Published:
Author: Danielle McKenna
Headshot photo of Xu Susu
“The probabilistic AI model will integrate geophysical and civil infrastructure knowledge, making disaster-focused modeling and inference easy to use for hazard researchers and practitioners.” — Susu Xu, assistant professor in the Department of Civil and Systems engineering

Susu Xu, an assistant professor in the Department of Civil and Systems Engineering, is a recipient of the National Science Foundation’s CAREER Award, which recognizes early-stage scholars with high levels of promise and excellence.

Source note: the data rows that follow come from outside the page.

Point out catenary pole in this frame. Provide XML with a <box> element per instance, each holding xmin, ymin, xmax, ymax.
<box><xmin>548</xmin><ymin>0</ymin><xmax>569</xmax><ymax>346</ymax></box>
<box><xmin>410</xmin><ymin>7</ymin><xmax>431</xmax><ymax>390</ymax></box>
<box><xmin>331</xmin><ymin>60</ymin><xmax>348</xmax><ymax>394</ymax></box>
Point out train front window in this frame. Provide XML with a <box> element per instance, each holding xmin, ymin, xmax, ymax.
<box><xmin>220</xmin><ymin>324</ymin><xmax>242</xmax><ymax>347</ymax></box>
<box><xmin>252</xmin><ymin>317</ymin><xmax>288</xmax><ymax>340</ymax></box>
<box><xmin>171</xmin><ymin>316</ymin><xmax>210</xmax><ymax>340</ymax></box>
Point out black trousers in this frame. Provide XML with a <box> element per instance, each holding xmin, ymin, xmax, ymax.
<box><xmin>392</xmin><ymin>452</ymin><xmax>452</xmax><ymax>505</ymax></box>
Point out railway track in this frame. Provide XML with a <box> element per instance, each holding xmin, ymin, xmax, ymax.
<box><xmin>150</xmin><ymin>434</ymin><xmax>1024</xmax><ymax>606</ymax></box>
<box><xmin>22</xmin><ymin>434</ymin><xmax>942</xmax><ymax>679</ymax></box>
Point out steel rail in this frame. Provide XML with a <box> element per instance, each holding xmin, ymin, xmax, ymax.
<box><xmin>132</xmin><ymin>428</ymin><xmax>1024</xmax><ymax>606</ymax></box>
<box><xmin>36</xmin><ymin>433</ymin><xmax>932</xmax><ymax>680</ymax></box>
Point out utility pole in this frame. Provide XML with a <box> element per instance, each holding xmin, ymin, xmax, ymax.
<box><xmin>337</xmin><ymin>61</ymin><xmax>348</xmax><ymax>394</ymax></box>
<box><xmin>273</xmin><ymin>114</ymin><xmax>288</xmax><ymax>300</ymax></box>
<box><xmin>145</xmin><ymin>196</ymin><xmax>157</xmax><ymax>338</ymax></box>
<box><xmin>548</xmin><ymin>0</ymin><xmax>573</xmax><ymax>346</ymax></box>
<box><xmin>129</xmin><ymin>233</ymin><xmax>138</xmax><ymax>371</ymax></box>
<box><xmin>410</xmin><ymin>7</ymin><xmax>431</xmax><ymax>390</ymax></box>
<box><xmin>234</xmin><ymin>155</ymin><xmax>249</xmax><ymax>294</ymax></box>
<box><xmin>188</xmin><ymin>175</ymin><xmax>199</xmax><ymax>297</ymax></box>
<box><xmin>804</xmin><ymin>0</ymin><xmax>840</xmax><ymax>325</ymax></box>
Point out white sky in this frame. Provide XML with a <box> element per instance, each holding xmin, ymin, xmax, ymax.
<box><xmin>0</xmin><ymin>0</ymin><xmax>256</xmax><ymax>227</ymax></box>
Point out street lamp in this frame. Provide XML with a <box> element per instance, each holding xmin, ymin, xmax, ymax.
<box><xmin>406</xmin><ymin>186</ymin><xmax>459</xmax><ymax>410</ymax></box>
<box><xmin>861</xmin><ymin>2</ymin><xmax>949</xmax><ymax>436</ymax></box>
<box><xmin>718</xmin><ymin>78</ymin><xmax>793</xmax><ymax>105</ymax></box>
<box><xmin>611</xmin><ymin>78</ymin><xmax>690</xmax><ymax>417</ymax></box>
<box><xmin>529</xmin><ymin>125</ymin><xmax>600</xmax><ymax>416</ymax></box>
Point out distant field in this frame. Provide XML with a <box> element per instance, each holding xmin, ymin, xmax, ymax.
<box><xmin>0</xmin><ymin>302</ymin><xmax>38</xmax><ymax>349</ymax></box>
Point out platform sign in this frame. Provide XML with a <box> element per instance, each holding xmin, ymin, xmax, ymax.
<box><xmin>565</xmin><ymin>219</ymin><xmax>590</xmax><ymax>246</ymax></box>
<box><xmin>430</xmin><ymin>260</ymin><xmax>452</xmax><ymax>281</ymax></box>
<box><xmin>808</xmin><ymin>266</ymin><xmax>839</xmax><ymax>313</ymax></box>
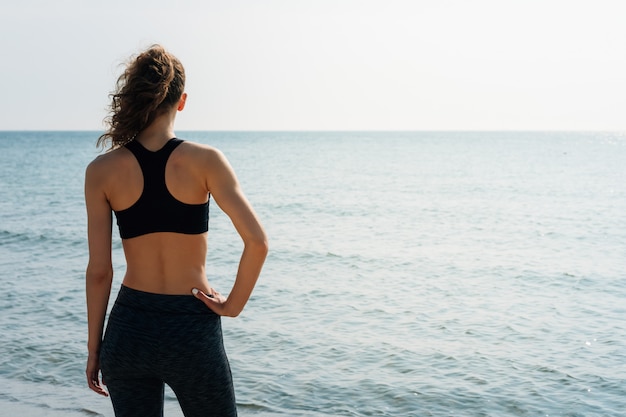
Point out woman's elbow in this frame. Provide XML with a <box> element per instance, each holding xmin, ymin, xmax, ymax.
<box><xmin>246</xmin><ymin>234</ymin><xmax>270</xmax><ymax>258</ymax></box>
<box><xmin>85</xmin><ymin>265</ymin><xmax>113</xmax><ymax>283</ymax></box>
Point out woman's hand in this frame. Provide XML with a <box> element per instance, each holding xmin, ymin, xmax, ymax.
<box><xmin>85</xmin><ymin>353</ymin><xmax>109</xmax><ymax>397</ymax></box>
<box><xmin>191</xmin><ymin>288</ymin><xmax>232</xmax><ymax>316</ymax></box>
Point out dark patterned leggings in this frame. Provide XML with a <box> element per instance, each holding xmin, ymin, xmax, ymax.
<box><xmin>100</xmin><ymin>286</ymin><xmax>237</xmax><ymax>417</ymax></box>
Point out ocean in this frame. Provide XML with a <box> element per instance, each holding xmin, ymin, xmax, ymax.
<box><xmin>0</xmin><ymin>132</ymin><xmax>626</xmax><ymax>417</ymax></box>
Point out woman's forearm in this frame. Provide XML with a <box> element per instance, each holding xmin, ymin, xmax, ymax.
<box><xmin>86</xmin><ymin>267</ymin><xmax>113</xmax><ymax>353</ymax></box>
<box><xmin>225</xmin><ymin>238</ymin><xmax>268</xmax><ymax>317</ymax></box>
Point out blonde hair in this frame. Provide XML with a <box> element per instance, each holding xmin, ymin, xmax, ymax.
<box><xmin>97</xmin><ymin>45</ymin><xmax>185</xmax><ymax>149</ymax></box>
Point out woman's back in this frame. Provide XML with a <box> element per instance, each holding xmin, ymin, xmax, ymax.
<box><xmin>92</xmin><ymin>136</ymin><xmax>212</xmax><ymax>294</ymax></box>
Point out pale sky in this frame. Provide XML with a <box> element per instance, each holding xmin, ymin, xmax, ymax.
<box><xmin>0</xmin><ymin>0</ymin><xmax>626</xmax><ymax>131</ymax></box>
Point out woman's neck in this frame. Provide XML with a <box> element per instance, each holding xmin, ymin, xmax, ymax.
<box><xmin>135</xmin><ymin>111</ymin><xmax>176</xmax><ymax>150</ymax></box>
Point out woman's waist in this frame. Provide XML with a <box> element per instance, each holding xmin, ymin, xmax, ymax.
<box><xmin>123</xmin><ymin>262</ymin><xmax>209</xmax><ymax>295</ymax></box>
<box><xmin>115</xmin><ymin>283</ymin><xmax>215</xmax><ymax>315</ymax></box>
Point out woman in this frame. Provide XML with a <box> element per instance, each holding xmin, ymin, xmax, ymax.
<box><xmin>85</xmin><ymin>45</ymin><xmax>268</xmax><ymax>417</ymax></box>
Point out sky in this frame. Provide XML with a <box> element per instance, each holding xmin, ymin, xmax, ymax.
<box><xmin>0</xmin><ymin>0</ymin><xmax>626</xmax><ymax>131</ymax></box>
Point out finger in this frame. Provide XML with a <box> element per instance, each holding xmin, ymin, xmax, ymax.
<box><xmin>87</xmin><ymin>377</ymin><xmax>109</xmax><ymax>397</ymax></box>
<box><xmin>191</xmin><ymin>288</ymin><xmax>215</xmax><ymax>304</ymax></box>
<box><xmin>191</xmin><ymin>288</ymin><xmax>220</xmax><ymax>314</ymax></box>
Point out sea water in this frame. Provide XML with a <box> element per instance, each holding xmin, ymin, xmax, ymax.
<box><xmin>0</xmin><ymin>132</ymin><xmax>626</xmax><ymax>417</ymax></box>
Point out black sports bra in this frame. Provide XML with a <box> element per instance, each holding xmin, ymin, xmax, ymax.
<box><xmin>115</xmin><ymin>138</ymin><xmax>211</xmax><ymax>239</ymax></box>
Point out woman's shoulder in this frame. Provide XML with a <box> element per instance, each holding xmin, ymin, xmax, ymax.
<box><xmin>87</xmin><ymin>148</ymin><xmax>132</xmax><ymax>174</ymax></box>
<box><xmin>181</xmin><ymin>140</ymin><xmax>224</xmax><ymax>161</ymax></box>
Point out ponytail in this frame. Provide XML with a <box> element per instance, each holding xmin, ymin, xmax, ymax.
<box><xmin>97</xmin><ymin>45</ymin><xmax>185</xmax><ymax>149</ymax></box>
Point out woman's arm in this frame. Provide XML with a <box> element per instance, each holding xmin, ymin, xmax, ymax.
<box><xmin>85</xmin><ymin>159</ymin><xmax>113</xmax><ymax>395</ymax></box>
<box><xmin>193</xmin><ymin>149</ymin><xmax>268</xmax><ymax>317</ymax></box>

Rooted in mobile sensing, machine learning, and urban computing, Xu’s research enables smart urban infrastructure systems that address fairness in resource allocation and accessibility and enhance rapid disaster response. Her five-year award will support her project “Open-source Probabilistic AI Infrastructure for Dynamic Cascading Disaster Impacts Modeling and Assessment,” which focuses on developing AI-driven software to model and evaluate the cascading impacts of natural disasters, with the goal of improving emergency management practices.

“No-notice and short-notice natural hazards, like earthquakes and hurricanes, often cause cascading impacts, but deciphering the location, severity, and compounding impacts of disasters is a challenge for end users, like emergency management agencies and researchers,” Xu said. “This project proposes a new cyberinfrastructure that models dynamic, cascading impacts to improve disaster response and resilience.”

The project proposes a new probabilistic AI infrastructure—a type of AI that incorporates uncertainty and probability into a decision-making process—designed to advance fast, flexible, and scalable modeling of variables in disaster-induced hazards. Data used in the model will include information from a variety of sources, like photos, sensors, and videos, spanning a wide range of scales and levels of detail.

Xu said, “The probabilistic AI model will integrate geophysical and civil infrastructure knowledge, making disaster-focused modeling and inference easy to use for hazard researchers and practitioners.”

Xu’s project aims to overcome barriers in data, modeling, computation, and programming to provide accurate and high-resolution estimates of disaster-induced hazards at a regional scale, which can be readily adopted by decision-makers to improve emergency response and community resilience.

The project includes education and outreach activities, like the co-creation of high school teaching modules with art and STEM teachers and recruitment of high school and college students from diverse backgrounds to assist with research.

“I’m focusing on attracting first-generation college students and underrepresented minorities to computational science. I want to increase their awareness of natural hazards, foster their interest in the field, promote diversity and inclusion in the field, and prepare high school and college students to address disaster resilience challenges,” said Xu.